In principle, we could follow the exact same approach as for MA prices, and estimate transacted TM prices directly in the CMS data, where we observe TM payments for each admission, along with its hospital and DRG. In practice, however, we are constrained from doing this for two reasons: hospital identifiers are encrypted in the MA data, and our DUAs prohibit our exporting data below a minimum cell size. Fortunately, the TM hospital-specific base payment rates (which determine the TM formula payments) are available in our MA data; we are extremely grateful to Zack Cooper for providing us with this mapping.
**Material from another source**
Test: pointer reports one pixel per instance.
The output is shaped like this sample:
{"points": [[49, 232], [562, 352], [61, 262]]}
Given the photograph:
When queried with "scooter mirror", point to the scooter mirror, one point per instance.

We construct actual and formula TM prices in the CMS data and use these to construct adjustment factors to reflect average differences between TM formula and actual prices by DRG or by state.
Of course, our MA sample is limited to three large insurers, and their bargaining power may not be representative of smaller MA insurers; on the other hand, Cooper et al. (2015)’s analysis of commercial pricing was also limited to the same three large insurers, and there average inpatient prices were almost twice as high as in TM.
Like us, this analysis focuses on pricing variation in hospitals. The recent Cooper et al. (2015) comparison of pricing variation in TM compared to commercial (i.e. private, under 65) plans also uses data from HCCI, specifically 2007–2011 data for commercial insurance. We confirmed that we replicate their finding of substantially greater variation in pricing in commercial insurance relative to TM when, as with our main analysis here, we use data only from 2010 and from the subset of 36 states in our baseline analysis. Specifically, using the MA share of admissions in each DRG to construct average prices for each state, and estimating the coefficient of variation across states weighting each state by the Medicare enrollment in that state (as in Figure 5), we estimate that pricing variation is over 50 percent larger in commercial insurance (coefficient of variation = 0.14) than in TM (coefficient of variation = 0.08).